ANREV starts first Asian non-listed RE funds index

Revealing the first findings of the index, the Asian Association for Investors in Non-listed Real Estate Vehicles (ANREV) said that non-listed real estate funds in Asia produced a return of 9.8 percent in 2010.

The Asian Association for Investors in Non-listed Real Estate Vehicles (ANREV) has launched the first “industry performance measurement tool” for non-listed real estate funds in Asia.

Almost one year after revealing its plans for the index, the association announced today its initial findings from the contributions of 50 funds which show that Asian non-listed real estate funds in Asia returned 9.8 percent in 2010.

ANREV, which now has 138 members from 14 different countries, announced the launch of the index today in the same week it held its yearly conference in Hong Kong.

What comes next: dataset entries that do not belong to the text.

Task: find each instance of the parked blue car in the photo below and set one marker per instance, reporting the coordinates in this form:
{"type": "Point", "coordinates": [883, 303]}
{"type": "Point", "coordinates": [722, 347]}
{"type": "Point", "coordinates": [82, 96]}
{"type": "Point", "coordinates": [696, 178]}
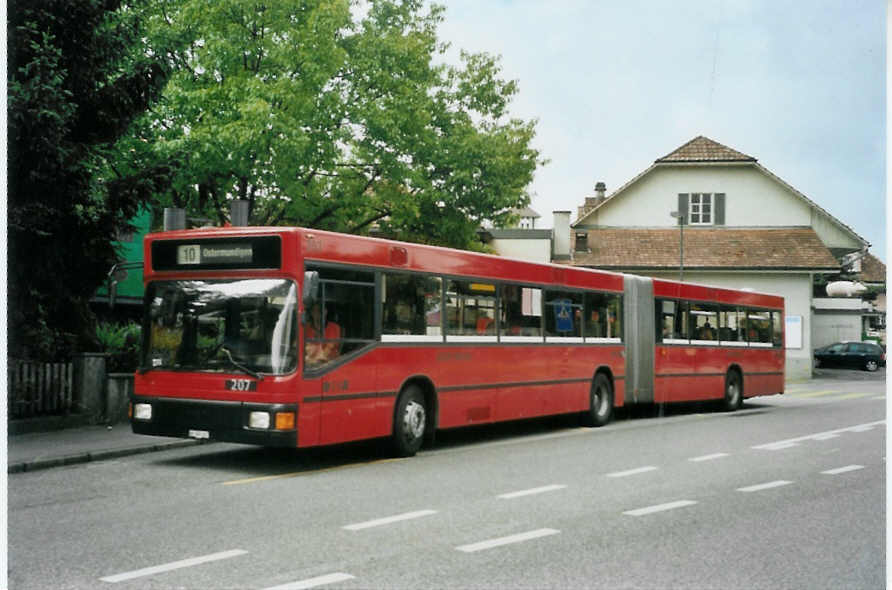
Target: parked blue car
{"type": "Point", "coordinates": [851, 355]}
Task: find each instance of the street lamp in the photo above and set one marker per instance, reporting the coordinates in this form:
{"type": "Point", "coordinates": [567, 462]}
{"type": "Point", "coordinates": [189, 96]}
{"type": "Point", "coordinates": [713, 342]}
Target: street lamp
{"type": "Point", "coordinates": [681, 220]}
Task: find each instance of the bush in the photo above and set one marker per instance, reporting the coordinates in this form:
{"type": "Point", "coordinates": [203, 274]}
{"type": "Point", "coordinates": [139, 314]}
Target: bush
{"type": "Point", "coordinates": [121, 342]}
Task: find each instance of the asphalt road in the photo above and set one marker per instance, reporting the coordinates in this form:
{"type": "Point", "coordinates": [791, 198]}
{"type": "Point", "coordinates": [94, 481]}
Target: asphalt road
{"type": "Point", "coordinates": [787, 493]}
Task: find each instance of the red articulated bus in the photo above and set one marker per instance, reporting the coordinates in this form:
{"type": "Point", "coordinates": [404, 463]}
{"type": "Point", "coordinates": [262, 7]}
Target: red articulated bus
{"type": "Point", "coordinates": [298, 337]}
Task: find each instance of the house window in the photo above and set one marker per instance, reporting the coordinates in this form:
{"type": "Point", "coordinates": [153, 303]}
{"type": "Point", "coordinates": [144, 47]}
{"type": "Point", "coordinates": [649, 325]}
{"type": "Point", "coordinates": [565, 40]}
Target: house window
{"type": "Point", "coordinates": [700, 209]}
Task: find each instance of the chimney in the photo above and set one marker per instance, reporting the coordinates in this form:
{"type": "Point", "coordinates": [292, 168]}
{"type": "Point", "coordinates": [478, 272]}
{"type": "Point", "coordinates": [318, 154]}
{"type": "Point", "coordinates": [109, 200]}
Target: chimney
{"type": "Point", "coordinates": [239, 214]}
{"type": "Point", "coordinates": [174, 218]}
{"type": "Point", "coordinates": [600, 189]}
{"type": "Point", "coordinates": [560, 236]}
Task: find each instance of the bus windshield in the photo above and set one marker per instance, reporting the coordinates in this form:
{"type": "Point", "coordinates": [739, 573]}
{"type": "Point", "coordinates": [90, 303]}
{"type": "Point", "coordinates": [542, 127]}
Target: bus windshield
{"type": "Point", "coordinates": [228, 325]}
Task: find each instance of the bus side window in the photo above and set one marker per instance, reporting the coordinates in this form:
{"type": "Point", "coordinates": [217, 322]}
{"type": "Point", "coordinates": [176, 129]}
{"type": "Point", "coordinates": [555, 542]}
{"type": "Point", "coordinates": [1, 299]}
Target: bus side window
{"type": "Point", "coordinates": [730, 325]}
{"type": "Point", "coordinates": [777, 322]}
{"type": "Point", "coordinates": [342, 319]}
{"type": "Point", "coordinates": [603, 315]}
{"type": "Point", "coordinates": [470, 308]}
{"type": "Point", "coordinates": [411, 305]}
{"type": "Point", "coordinates": [563, 314]}
{"type": "Point", "coordinates": [704, 322]}
{"type": "Point", "coordinates": [521, 311]}
{"type": "Point", "coordinates": [759, 326]}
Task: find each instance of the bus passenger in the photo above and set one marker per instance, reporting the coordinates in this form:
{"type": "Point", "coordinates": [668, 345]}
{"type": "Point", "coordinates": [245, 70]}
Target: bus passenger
{"type": "Point", "coordinates": [321, 343]}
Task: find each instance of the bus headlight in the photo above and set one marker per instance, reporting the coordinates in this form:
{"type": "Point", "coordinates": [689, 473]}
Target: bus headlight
{"type": "Point", "coordinates": [258, 420]}
{"type": "Point", "coordinates": [142, 411]}
{"type": "Point", "coordinates": [284, 420]}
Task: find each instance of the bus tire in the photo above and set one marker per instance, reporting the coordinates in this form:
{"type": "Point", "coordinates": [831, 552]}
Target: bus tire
{"type": "Point", "coordinates": [733, 391]}
{"type": "Point", "coordinates": [600, 402]}
{"type": "Point", "coordinates": [410, 422]}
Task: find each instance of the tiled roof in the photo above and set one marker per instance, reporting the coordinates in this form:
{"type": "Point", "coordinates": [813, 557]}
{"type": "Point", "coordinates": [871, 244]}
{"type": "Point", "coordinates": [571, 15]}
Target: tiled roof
{"type": "Point", "coordinates": [706, 248]}
{"type": "Point", "coordinates": [703, 149]}
{"type": "Point", "coordinates": [872, 269]}
{"type": "Point", "coordinates": [526, 212]}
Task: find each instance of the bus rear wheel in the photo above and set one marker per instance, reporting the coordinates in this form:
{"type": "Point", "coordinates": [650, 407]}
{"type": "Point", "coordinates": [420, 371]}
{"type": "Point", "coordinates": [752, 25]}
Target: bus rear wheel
{"type": "Point", "coordinates": [600, 402]}
{"type": "Point", "coordinates": [410, 422]}
{"type": "Point", "coordinates": [733, 391]}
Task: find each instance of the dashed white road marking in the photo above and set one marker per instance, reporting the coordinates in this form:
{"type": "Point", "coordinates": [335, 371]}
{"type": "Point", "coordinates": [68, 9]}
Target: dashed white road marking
{"type": "Point", "coordinates": [148, 571]}
{"type": "Point", "coordinates": [518, 538]}
{"type": "Point", "coordinates": [314, 582]}
{"type": "Point", "coordinates": [660, 507]}
{"type": "Point", "coordinates": [845, 469]}
{"type": "Point", "coordinates": [765, 486]}
{"type": "Point", "coordinates": [632, 471]}
{"type": "Point", "coordinates": [388, 520]}
{"type": "Point", "coordinates": [708, 457]}
{"type": "Point", "coordinates": [790, 442]}
{"type": "Point", "coordinates": [825, 436]}
{"type": "Point", "coordinates": [532, 491]}
{"type": "Point", "coordinates": [817, 393]}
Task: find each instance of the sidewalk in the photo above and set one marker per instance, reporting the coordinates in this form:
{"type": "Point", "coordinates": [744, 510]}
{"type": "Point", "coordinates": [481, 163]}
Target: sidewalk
{"type": "Point", "coordinates": [42, 450]}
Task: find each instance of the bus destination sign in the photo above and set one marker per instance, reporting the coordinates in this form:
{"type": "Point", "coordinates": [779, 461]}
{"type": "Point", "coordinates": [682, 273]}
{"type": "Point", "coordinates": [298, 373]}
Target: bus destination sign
{"type": "Point", "coordinates": [252, 252]}
{"type": "Point", "coordinates": [222, 254]}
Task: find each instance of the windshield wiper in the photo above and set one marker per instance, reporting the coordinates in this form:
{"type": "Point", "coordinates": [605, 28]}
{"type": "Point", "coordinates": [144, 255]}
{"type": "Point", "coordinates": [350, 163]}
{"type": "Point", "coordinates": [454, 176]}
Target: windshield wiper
{"type": "Point", "coordinates": [243, 368]}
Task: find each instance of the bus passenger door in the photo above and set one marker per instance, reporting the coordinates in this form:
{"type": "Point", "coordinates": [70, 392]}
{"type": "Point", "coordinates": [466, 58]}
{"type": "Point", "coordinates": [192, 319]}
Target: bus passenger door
{"type": "Point", "coordinates": [638, 319]}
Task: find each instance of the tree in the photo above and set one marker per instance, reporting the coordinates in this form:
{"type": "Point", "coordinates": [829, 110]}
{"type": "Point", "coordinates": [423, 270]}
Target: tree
{"type": "Point", "coordinates": [323, 116]}
{"type": "Point", "coordinates": [78, 75]}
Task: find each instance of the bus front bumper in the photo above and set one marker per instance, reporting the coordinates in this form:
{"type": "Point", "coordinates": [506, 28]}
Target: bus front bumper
{"type": "Point", "coordinates": [271, 425]}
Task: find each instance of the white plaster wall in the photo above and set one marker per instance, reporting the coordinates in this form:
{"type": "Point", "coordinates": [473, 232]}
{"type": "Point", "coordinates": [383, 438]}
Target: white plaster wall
{"type": "Point", "coordinates": [794, 288]}
{"type": "Point", "coordinates": [524, 249]}
{"type": "Point", "coordinates": [752, 198]}
{"type": "Point", "coordinates": [836, 327]}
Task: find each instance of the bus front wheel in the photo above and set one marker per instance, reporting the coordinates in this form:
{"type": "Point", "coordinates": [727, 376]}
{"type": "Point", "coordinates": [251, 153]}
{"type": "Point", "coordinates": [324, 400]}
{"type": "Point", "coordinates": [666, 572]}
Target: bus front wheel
{"type": "Point", "coordinates": [733, 391]}
{"type": "Point", "coordinates": [410, 422]}
{"type": "Point", "coordinates": [600, 403]}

Based on a model used by its European affiliate INREV, the ANREV Index measures annual net asset value-based performance taking into account the effect of fees and leverage. The Index, which is not frozen to allow for the initial sample size to expand over time, is using data that stretches back to 2006.

Chris Reilly, director of property Asia for Henderson Global Investors, and chairman of the ANREV Performance Measurement Committee, said: “It is interesting to have a set of performance figures for the industry as a reference point, but the more important achievement is this first step to providing investors with a reliable and meaningful measurement tool.”

He added: “The index was an important initiative highlighted as a priority by ANREV investor members. They know that investment capital can more easily flow to sectors where performance can be better evaluated and understood.”

The positive initial performance figure of 9.8 percent compares favourably to the -15.9 percent returned in 2009, ANREV said.

The positive result came despite “underperformance” in the Japanese market “which continues to cause a drag on overall returns,” the association said. With Japan taken out of the picture, the return for 2010 from Asia funds was 17.6 percent. In isolation, Japan returned -17.6 percent for the same period.

ANREV highlighted, however, that Japanese funds accounted for 45 percent of the overall sample pool’s assets. “This shows both the importance of the Japan market for investors due to its size and relative maturity in the region but also the impact that it can have on portfolios as it continues to underperform.

ANREV apportioned blame for Japan’s poor performance to the “negative impact of leverage in a falling market” – the five-year average leverage level in Japan was 73 percent compared to 44 percent in the rest of Asia.

Other than the Japanese funds which participated in the index, Singaporean funds accounted for 14.8 percent and Chinese funds accounted for 12.9 percent.